Taking a Strategic Approach to Emerging Therapies
Emerging drug therapies often generate buzz, but jumping in without considering the long-term consequences could saddle employers with higher costs or lower employee satisfaction. Consider these examples:
Biosimilars
Biosimilars are generally cheaper than their reference (brand) equivalent, but the price of medication is only one of several factors that impact employer and employee costs in a group health plan, Petruzzelli said.
His advice: Be wary of solutions that do not focus on the overall lowest net cost. Capital Blue Cross has several formulary options that give employers the flexibility to do what’s best for their employees – some include a mix of reference products (brands)/biosimilars, while another formulary (new in 2026) would offer biosimilars only.
Some health plans are pushing employers toward biosimilars‑only formularies to reduce prescription drug costs, but this strategy can easily backfire. Even in these tightly managed designs, about 10% of members continue using the reference (brand) drugs, creating enough “leakage” to wipe out the savings biosimilars are intended to deliver.
A Capital Blue Cross analysis* shows just how slim the margin is: it takes only one member out of 16 sticking with the brand medication to erode all potential savings from a biosimilars‑only policy. In other words, if even a small portion of your workforce doesn’t switch with a biosimilar-only formulary, the financial benefits disappear – leaving employers with disruption but little real savings.
GLP-1 Therapies
Medications like Ozempic, Zepbound, and Wegovy continue to generate significant attention for weight‑loss and treatment of chronic conditions like diabetes. And the landscape is shifting quickly.
In late 2025, the FDA approved the first oral GLP‑1 pills, offering a more convenient option for individuals who prefer pills over injections.
At the same time, nontraditional healthcare companies, including telehealth and direct‑to‑consumer providers such as Ro and Hims/Hers, are increasing access to GLP‑1 prescriptions, and despite these therapies remaining relatively expensive, prices are dropping rapidly.
These developments only reinforce the need for employers to take a measured, data‑driven approach.
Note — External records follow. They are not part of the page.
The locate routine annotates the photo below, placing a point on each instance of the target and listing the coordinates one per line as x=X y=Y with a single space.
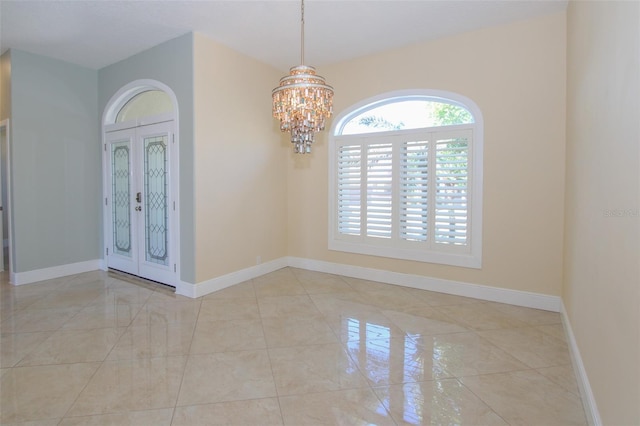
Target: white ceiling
x=96 y=33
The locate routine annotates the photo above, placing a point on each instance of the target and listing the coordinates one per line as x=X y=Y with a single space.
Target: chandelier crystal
x=302 y=102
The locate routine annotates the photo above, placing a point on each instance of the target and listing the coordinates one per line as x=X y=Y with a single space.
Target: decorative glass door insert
x=138 y=201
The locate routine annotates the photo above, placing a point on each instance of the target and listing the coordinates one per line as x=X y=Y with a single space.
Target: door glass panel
x=121 y=196
x=155 y=200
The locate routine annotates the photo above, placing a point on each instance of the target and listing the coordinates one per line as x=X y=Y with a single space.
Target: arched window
x=406 y=178
x=144 y=104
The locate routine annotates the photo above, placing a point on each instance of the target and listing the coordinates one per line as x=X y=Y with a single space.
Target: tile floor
x=293 y=347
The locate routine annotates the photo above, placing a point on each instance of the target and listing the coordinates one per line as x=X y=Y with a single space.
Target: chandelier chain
x=303 y=101
x=302 y=33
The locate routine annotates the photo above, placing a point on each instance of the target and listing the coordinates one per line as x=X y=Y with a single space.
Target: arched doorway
x=141 y=180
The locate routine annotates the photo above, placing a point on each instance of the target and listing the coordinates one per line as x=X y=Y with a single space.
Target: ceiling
x=97 y=33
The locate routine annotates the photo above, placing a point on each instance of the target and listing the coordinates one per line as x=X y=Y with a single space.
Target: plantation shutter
x=451 y=191
x=413 y=191
x=349 y=189
x=379 y=190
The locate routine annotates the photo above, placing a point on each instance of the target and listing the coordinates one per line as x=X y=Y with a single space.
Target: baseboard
x=494 y=294
x=476 y=291
x=588 y=400
x=215 y=284
x=20 y=278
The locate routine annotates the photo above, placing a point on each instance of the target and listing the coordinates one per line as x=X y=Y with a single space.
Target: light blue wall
x=170 y=63
x=56 y=162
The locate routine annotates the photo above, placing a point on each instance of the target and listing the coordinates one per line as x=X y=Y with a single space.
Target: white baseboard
x=588 y=400
x=476 y=291
x=494 y=294
x=209 y=286
x=20 y=278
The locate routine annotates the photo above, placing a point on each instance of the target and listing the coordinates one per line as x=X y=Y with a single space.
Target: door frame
x=7 y=209
x=115 y=104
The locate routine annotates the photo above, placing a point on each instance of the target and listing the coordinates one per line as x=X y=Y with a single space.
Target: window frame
x=471 y=255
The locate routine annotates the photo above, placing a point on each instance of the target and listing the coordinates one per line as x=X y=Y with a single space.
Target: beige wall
x=5 y=85
x=240 y=163
x=516 y=75
x=602 y=265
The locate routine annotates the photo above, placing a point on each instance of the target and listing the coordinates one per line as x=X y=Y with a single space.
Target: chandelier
x=302 y=102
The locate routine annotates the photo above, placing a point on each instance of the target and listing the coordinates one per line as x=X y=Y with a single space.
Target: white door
x=139 y=201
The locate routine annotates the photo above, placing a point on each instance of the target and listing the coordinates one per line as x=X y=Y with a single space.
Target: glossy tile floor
x=293 y=347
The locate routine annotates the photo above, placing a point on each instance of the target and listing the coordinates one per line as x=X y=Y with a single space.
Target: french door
x=139 y=203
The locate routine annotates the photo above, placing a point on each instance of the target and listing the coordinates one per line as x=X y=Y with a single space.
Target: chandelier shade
x=302 y=102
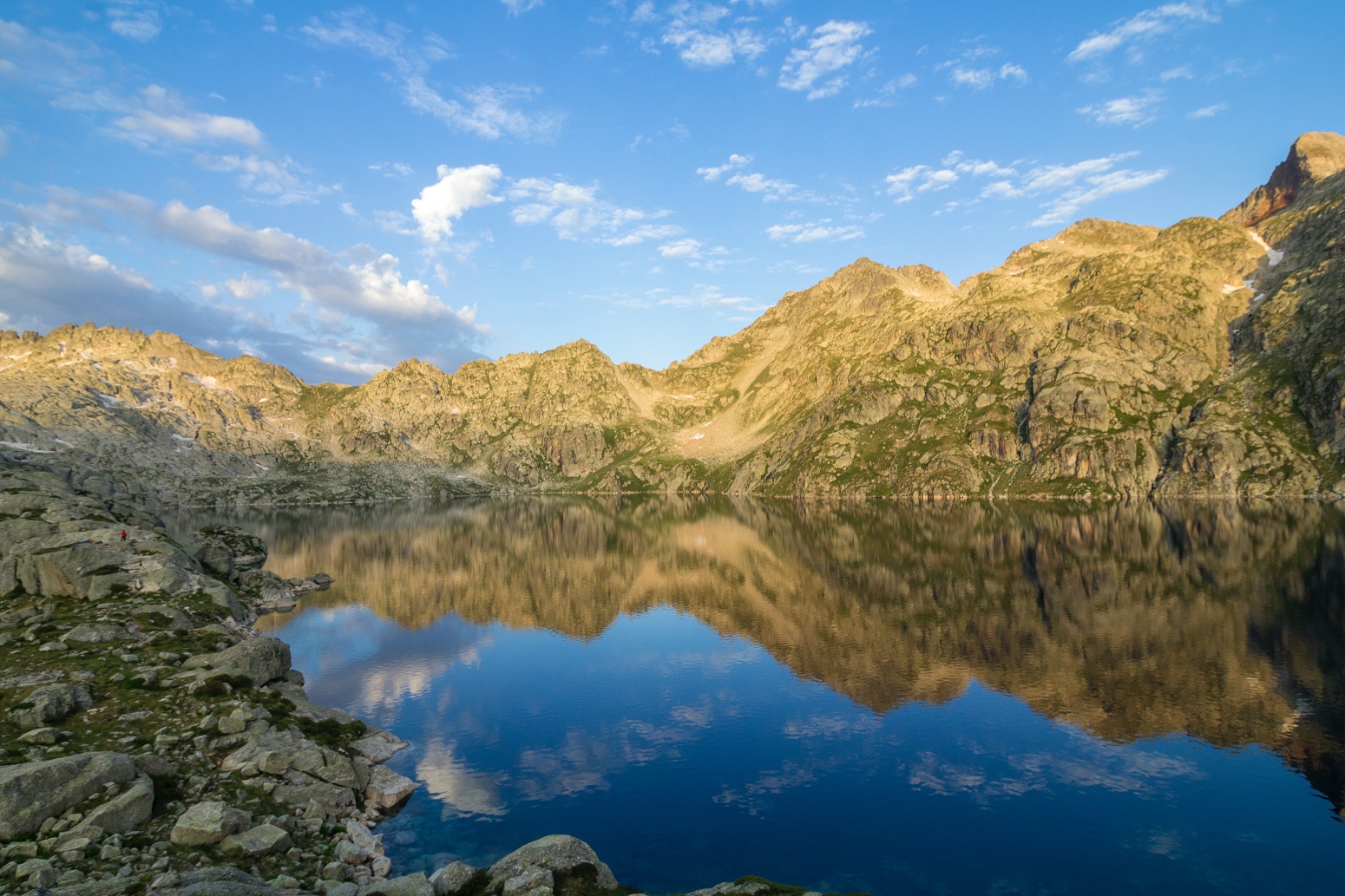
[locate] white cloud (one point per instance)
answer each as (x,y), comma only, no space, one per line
(576,212)
(489,110)
(982,78)
(1134,110)
(732,165)
(701,297)
(702,42)
(1208,112)
(247,287)
(445,200)
(134,19)
(905,183)
(1066,188)
(645,232)
(272,178)
(161,117)
(681,249)
(391,168)
(831,48)
(814,232)
(1093,188)
(1142,26)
Using these medications for lasting weight management typically requires lifestyle changes, behavioral support, and medical oversight. It’s well documented that GLP-1s require long-term use, as most people regain two-thirds of lost weight within a year of stopping.
Employers who rush to cover these drugs without a broader strategy risk high costs and limited health impact. A data-driven, comprehensive approach – like the one Capital Blue Cross offers – helps balance affordability with employee wellness.
Cell and Gene Therapies
The biggest challenge with cell and gene therapies isn’t whether they work, but how employers can manage their extraordinary costs.
Price tags can reach millions of dollars, so businesses need proactive strategies to protect both their budgets and their employees. As these lifesaving therapies evolve, so do affordable solutions for businesses.
Strategies can include buying stop-loss insurance – and Capital’s family of companies now offers cell and gene therapy stop-loss insurance to supplement its Administrative Services Only (ASO) group employers’ existing stop-loss policies. The stop-loss product covers several cell and gene treatments and places these therapies into a separate risk pool from the primary policy, thus removing the risk of premiums rising due to gene or cell therapy claims.
With education, planning, and innovative coverage solutions, businesses can make lifesaving therapies accessible without jeopardizing financial stability.
The Bottom Line
Pharmacy trends can feel like fads – fast-moving, risky, and hard to evaluate. But chasing them without a plan can dig businesses into a deeper hole. A multi-year, data-driven approach helps employers make smart, sustainable choices that support member health and business goals today – and for years to come.